Earlier to the introduction of Section 120-A and B, conspiracy per se was not an offence under the Indian Penal Code except in respect of the offence mentioned in Section 121-A. However, abetment by conspiracy was and still remains to be an ingredient of abetment under clause secondly of Section 107 of IPC. The punishment therefor is provided under various sections viz. Section 108 to 117. Whereas under Section 120A, the essence of the offence of criminal conspiracy is a bare agreement to commit the offence, the abetment under Section 107 requires the commission of some act or illegal omission pursuant to the conspiracy. A charge under Section 107/109 should therefore be in combination with a substantive offence, whereas the charge under Section 120-A/120-B could be an independent charge.[17] This section applies to those who are the members of the conspiracy during its continuance. Conspiracy is intended to be treated as a continuous offence and whoever is a party to the conspiracy during the period for which he is charged is liable under Section 120B.[18]

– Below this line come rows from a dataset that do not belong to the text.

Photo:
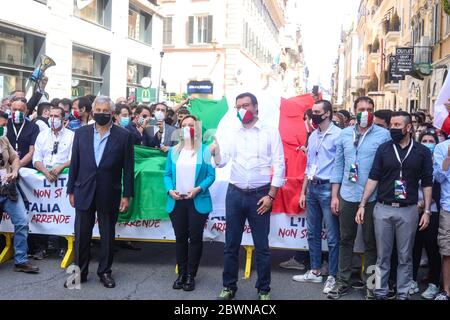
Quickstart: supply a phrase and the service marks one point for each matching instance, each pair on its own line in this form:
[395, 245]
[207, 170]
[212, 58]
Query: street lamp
[159, 80]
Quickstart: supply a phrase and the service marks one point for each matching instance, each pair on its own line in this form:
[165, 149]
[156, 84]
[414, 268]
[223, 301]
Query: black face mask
[102, 118]
[397, 135]
[317, 118]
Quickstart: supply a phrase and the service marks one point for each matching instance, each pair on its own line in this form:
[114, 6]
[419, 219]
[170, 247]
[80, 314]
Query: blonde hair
[197, 142]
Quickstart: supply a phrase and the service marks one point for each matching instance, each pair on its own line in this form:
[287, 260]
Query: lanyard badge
[353, 173]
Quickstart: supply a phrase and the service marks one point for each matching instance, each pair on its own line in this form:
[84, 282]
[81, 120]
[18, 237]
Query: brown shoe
[26, 267]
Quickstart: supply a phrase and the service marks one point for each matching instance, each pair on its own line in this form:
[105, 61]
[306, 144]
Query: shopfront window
[19, 54]
[90, 72]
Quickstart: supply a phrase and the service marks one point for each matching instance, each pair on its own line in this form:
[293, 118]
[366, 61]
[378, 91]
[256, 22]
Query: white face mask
[159, 115]
[55, 123]
[3, 131]
[187, 133]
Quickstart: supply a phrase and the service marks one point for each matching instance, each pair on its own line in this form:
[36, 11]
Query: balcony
[422, 61]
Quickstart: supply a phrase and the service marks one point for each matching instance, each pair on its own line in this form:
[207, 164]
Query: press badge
[353, 173]
[312, 172]
[400, 190]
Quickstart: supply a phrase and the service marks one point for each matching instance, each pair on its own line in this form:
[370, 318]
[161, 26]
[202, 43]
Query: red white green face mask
[246, 116]
[18, 117]
[188, 133]
[364, 119]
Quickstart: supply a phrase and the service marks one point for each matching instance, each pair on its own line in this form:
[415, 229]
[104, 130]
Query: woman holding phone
[187, 179]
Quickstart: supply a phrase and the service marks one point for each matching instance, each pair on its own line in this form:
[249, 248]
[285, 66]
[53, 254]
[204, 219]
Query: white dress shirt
[186, 167]
[43, 147]
[257, 157]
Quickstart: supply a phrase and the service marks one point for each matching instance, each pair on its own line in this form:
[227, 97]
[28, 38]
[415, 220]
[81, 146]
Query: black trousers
[428, 239]
[84, 223]
[188, 225]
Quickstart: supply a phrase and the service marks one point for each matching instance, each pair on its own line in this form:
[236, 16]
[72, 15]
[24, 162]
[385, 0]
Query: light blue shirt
[443, 177]
[347, 154]
[322, 151]
[100, 144]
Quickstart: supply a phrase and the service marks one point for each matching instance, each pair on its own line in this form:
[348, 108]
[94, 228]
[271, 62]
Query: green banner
[149, 202]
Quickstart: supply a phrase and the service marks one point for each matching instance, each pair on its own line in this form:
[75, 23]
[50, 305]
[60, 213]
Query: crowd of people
[383, 170]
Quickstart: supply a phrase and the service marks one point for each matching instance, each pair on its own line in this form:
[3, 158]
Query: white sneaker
[329, 284]
[431, 292]
[309, 276]
[292, 264]
[414, 288]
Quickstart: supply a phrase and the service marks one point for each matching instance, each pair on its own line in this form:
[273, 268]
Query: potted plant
[446, 6]
[376, 45]
[395, 22]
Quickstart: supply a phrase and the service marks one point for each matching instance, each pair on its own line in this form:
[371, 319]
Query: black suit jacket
[102, 184]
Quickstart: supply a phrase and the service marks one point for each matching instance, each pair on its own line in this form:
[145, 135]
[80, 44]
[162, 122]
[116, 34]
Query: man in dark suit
[102, 153]
[162, 135]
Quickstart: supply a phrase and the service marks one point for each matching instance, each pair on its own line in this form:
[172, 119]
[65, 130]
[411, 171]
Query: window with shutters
[200, 29]
[167, 30]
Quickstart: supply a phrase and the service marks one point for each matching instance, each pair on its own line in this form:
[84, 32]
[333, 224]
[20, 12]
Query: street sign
[203, 87]
[405, 60]
[146, 95]
[394, 71]
[77, 92]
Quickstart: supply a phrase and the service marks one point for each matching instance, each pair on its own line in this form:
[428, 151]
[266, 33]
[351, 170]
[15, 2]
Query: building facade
[385, 26]
[99, 46]
[213, 47]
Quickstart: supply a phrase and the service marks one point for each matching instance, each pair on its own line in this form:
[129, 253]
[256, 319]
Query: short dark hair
[404, 114]
[248, 95]
[42, 107]
[84, 102]
[55, 102]
[385, 115]
[346, 115]
[326, 106]
[363, 99]
[4, 115]
[63, 112]
[66, 102]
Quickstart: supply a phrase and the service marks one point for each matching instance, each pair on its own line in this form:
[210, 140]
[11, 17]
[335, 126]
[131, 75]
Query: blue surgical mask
[430, 146]
[124, 121]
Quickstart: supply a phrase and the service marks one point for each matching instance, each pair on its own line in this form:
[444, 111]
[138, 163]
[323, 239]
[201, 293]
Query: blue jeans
[239, 207]
[19, 219]
[318, 208]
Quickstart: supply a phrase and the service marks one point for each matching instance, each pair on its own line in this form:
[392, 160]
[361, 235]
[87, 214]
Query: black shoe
[40, 255]
[26, 267]
[107, 280]
[83, 280]
[178, 284]
[189, 285]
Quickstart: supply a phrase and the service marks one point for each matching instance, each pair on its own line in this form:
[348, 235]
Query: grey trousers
[401, 222]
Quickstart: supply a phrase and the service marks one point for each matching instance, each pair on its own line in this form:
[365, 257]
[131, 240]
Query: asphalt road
[148, 274]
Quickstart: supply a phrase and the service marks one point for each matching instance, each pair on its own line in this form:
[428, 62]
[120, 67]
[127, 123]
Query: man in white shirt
[257, 172]
[53, 147]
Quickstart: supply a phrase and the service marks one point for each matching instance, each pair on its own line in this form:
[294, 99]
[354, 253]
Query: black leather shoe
[83, 280]
[26, 267]
[107, 280]
[189, 285]
[181, 280]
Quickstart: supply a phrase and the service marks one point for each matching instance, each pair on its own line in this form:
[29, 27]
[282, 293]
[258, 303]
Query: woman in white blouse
[187, 179]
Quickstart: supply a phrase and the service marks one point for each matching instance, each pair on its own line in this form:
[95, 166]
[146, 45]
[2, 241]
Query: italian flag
[441, 115]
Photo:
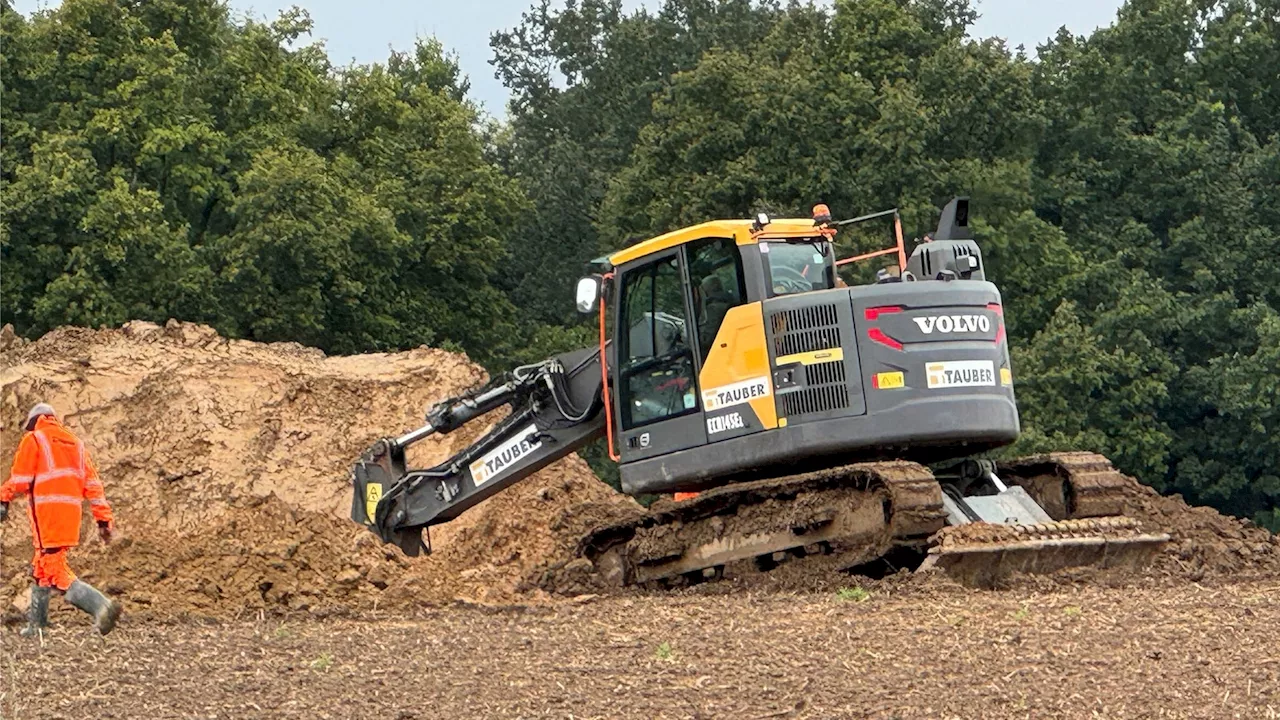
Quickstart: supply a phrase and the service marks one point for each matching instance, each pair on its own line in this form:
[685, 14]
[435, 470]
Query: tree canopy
[165, 159]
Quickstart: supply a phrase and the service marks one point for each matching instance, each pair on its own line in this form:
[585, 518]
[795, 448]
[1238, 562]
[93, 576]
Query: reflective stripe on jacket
[55, 474]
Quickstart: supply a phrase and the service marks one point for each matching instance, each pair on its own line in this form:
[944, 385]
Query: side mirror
[588, 294]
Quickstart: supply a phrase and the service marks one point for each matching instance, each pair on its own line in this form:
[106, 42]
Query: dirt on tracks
[1150, 650]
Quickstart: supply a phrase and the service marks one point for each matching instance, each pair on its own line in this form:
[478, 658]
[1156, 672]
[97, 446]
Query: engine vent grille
[826, 390]
[809, 329]
[805, 329]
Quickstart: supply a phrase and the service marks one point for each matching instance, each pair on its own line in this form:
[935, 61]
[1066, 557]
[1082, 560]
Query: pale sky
[364, 31]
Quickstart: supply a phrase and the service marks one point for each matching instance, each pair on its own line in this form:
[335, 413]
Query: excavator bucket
[983, 554]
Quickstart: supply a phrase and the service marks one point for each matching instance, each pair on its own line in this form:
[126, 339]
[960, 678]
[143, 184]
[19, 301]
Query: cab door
[659, 410]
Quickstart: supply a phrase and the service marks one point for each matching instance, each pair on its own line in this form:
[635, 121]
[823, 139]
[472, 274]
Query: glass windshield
[799, 265]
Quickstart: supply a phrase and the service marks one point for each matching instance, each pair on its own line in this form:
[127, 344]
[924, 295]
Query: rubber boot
[37, 614]
[86, 597]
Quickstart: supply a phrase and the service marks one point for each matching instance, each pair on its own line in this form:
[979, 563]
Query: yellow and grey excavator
[808, 415]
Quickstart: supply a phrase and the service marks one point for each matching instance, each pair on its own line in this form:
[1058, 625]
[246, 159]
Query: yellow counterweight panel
[737, 355]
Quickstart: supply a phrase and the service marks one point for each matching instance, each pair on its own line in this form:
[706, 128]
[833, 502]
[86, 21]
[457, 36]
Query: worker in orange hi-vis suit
[53, 470]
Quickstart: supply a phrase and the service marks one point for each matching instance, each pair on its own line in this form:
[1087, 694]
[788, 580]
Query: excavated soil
[227, 465]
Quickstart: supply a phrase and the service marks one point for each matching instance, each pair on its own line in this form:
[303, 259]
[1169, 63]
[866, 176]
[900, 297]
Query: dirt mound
[1205, 543]
[227, 465]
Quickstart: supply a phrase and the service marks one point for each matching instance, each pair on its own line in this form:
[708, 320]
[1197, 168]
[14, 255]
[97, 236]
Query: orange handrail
[604, 383]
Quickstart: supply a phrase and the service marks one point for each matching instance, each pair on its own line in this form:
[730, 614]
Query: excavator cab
[812, 417]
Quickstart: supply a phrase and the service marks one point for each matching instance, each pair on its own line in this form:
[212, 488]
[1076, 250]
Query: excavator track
[1084, 496]
[865, 510]
[1072, 486]
[859, 511]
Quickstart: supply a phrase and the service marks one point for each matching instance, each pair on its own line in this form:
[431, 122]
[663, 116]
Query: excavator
[791, 413]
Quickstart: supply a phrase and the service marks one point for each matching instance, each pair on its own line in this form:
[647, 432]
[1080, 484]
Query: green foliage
[163, 162]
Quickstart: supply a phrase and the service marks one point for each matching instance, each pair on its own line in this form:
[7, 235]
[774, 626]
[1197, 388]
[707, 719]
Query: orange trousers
[50, 569]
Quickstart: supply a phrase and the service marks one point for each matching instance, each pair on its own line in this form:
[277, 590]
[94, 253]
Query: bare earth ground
[914, 650]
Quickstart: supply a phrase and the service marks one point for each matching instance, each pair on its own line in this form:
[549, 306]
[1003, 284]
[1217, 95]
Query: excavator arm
[556, 409]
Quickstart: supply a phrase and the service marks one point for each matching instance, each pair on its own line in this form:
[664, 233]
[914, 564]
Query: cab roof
[737, 229]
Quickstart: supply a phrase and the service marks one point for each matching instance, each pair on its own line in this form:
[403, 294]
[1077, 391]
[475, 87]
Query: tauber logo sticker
[736, 393]
[373, 493]
[502, 458]
[961, 373]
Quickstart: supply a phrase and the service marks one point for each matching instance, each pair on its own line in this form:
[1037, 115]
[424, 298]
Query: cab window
[658, 373]
[716, 277]
[799, 265]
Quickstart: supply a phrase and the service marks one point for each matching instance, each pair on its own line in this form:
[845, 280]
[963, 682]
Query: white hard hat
[40, 409]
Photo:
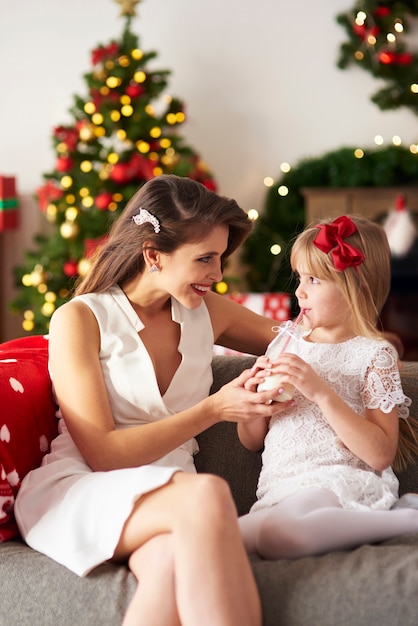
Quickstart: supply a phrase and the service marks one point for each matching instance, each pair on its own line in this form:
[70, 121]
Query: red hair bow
[331, 239]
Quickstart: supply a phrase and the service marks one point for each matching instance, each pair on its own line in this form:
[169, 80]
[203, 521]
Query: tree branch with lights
[378, 43]
[124, 132]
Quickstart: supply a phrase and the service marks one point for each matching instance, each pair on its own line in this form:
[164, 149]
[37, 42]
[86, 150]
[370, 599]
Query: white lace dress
[303, 451]
[75, 515]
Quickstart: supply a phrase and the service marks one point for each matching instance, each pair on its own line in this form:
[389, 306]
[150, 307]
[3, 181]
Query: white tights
[313, 522]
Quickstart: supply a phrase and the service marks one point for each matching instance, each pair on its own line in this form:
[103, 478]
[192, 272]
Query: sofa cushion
[26, 427]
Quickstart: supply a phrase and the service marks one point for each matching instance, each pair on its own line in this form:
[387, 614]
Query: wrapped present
[274, 305]
[8, 203]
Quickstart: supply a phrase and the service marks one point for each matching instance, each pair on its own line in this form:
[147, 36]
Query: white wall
[259, 80]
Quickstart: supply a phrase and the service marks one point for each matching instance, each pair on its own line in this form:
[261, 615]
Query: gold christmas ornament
[127, 7]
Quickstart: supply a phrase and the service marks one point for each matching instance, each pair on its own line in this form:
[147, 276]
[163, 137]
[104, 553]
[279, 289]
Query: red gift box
[8, 203]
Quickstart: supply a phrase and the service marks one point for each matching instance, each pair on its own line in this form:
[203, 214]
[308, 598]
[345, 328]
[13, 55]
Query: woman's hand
[239, 401]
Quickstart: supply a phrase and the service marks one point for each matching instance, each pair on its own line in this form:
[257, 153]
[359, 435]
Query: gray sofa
[371, 585]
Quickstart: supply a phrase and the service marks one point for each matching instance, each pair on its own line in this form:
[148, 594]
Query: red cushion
[27, 419]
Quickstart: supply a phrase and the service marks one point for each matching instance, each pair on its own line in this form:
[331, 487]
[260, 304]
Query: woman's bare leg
[154, 601]
[213, 580]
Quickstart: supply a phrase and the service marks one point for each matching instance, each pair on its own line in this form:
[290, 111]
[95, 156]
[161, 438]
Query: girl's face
[325, 308]
[191, 270]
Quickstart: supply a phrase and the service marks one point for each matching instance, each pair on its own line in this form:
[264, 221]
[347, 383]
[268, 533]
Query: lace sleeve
[383, 388]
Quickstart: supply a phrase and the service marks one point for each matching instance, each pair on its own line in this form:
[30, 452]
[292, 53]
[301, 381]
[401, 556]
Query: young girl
[326, 481]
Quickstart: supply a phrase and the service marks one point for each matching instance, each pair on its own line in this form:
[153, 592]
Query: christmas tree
[377, 42]
[125, 132]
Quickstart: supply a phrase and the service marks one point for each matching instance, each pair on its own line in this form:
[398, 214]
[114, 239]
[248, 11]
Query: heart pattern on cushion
[27, 419]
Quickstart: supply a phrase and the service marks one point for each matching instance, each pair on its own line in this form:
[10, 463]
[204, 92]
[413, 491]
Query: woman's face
[189, 272]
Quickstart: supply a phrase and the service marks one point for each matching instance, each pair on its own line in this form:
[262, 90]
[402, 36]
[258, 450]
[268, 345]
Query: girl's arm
[252, 434]
[238, 328]
[373, 438]
[81, 393]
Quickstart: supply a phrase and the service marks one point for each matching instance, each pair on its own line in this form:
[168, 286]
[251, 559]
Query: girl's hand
[261, 365]
[298, 373]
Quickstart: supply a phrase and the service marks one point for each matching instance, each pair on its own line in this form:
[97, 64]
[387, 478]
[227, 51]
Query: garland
[283, 216]
[378, 42]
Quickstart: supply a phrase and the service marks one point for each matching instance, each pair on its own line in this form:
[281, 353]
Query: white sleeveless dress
[74, 515]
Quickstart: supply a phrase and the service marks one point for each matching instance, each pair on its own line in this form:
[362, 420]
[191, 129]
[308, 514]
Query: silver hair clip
[145, 216]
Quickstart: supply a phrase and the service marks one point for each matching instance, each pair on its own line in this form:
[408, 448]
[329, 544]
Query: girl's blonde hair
[365, 288]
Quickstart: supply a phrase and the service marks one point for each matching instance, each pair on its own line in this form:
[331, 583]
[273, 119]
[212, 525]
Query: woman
[130, 358]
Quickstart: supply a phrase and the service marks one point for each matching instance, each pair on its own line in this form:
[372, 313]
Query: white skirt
[74, 515]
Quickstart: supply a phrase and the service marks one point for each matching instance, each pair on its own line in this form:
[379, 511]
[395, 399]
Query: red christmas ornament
[382, 12]
[103, 200]
[120, 173]
[134, 90]
[404, 59]
[70, 268]
[69, 136]
[90, 245]
[48, 193]
[387, 58]
[63, 164]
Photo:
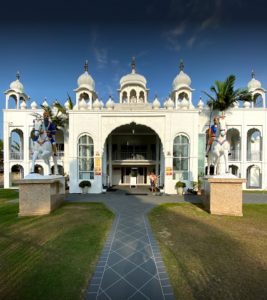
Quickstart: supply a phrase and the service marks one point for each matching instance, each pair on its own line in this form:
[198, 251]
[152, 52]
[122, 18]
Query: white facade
[107, 143]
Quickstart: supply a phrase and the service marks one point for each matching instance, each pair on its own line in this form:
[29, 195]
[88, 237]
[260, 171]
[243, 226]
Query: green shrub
[85, 183]
[180, 184]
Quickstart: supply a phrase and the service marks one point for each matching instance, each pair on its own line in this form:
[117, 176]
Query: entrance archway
[131, 152]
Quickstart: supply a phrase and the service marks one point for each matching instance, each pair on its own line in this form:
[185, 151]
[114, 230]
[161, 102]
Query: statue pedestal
[223, 195]
[39, 195]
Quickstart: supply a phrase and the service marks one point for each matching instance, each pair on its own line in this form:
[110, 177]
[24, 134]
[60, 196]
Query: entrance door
[139, 173]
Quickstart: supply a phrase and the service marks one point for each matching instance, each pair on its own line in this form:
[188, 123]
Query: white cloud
[190, 42]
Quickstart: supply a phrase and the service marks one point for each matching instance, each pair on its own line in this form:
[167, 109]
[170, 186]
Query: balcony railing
[254, 156]
[235, 155]
[133, 155]
[16, 155]
[60, 155]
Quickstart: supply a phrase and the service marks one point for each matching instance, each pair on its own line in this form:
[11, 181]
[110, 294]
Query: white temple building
[111, 143]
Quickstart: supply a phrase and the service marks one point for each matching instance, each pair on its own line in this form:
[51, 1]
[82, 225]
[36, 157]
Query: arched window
[17, 173]
[39, 169]
[86, 157]
[133, 97]
[254, 145]
[181, 158]
[253, 177]
[233, 170]
[183, 95]
[124, 97]
[258, 101]
[16, 144]
[233, 136]
[141, 97]
[84, 96]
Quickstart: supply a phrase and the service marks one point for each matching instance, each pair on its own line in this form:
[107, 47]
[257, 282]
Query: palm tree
[225, 94]
[60, 118]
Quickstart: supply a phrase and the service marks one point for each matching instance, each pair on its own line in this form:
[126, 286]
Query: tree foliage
[224, 95]
[58, 113]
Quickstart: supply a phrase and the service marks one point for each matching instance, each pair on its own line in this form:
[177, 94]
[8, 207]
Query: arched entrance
[130, 153]
[17, 173]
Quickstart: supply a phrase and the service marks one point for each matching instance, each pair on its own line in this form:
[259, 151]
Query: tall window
[86, 157]
[181, 158]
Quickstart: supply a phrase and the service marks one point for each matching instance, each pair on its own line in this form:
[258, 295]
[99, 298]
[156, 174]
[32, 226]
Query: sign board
[168, 171]
[98, 170]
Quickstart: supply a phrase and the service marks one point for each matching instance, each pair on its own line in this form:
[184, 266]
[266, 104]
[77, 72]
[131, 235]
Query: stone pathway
[130, 266]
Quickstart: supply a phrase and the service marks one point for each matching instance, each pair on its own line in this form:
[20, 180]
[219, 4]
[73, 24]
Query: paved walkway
[130, 266]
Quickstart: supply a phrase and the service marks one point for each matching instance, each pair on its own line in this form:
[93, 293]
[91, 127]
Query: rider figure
[211, 134]
[50, 129]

Thus,one cannot conspire with oneself and in order to bring home the charge of criminal conspiracy there should be an agreement between the parties, that is, an agreement between two or more persons to commit an unlawful act or an act which is not illegal by illegal means and this offence is generally hatched in secrecy and circumstantial evidence is generally used to convict the conspirators under this offence. 

[1] State of Tamil Nadu through Superintendent of Police,CBI/SIT v. Nalini, reported in (1999) 5 SCC 253.

[2]PratapbhaiHamirbhaiSolanke v. State of Gujarat, 2012 (10) JT 286: 2012 (10) SCALE 237.

[3] V. C. Shukla vs State (Delhi Administration), AIR 1980 SC 1382.

[4] Ram Narayan Popli v. Central Bureau of Investigation, (2003) 3 SCC 641.

[5]ShivnarayanLaxminarayan Joshi v. State of Maharashtra, AIR 1980 SC 439.

[6] Russell on Crime (12 Ed. Vol. I, 202); Kehar Singh &Ors vs State (Delhi Administration), AIR 1988 SC 1883.

[7] Yogesh v. State of Maharashtra, AIR 2008 SC 2991: 2008 CrLJ 3872; S. Arul Raja v. State of Tamil Nadu reported in 2010 (8) SCC 233.

[8] AIR 1956 SC 33.

[9] AIR 1990 SC 1210: 1990 CrLJ 1246.

[10]AIR 1993 SC1637.

[11] JT 2011 (9) SC 563.

[12] Mohammad Ismail, (1936) Nag 152.

[13] Major E. G. Barsay v. State of Bombay, AIR 1961 SC 1762.

[14] State of Himachal Pradesh v. Krishan Lal Pardhan and others, (1987) 2 SCC 17.

[15] Esher Singh v. State of A.P., (2004) 11 SCC 585.

[16] Yash Pal Mittal v. State of Punjab, AIR 1977 SC 2433.

[17] State (NCT) of Delhi v. Navjot Sandhu @ Afsan Guru, (2005) 11 SCC 600.

[18] Abdul Kadar Saleh Mohomed And Ors. v. State, (1963) 65 Bom LR 864.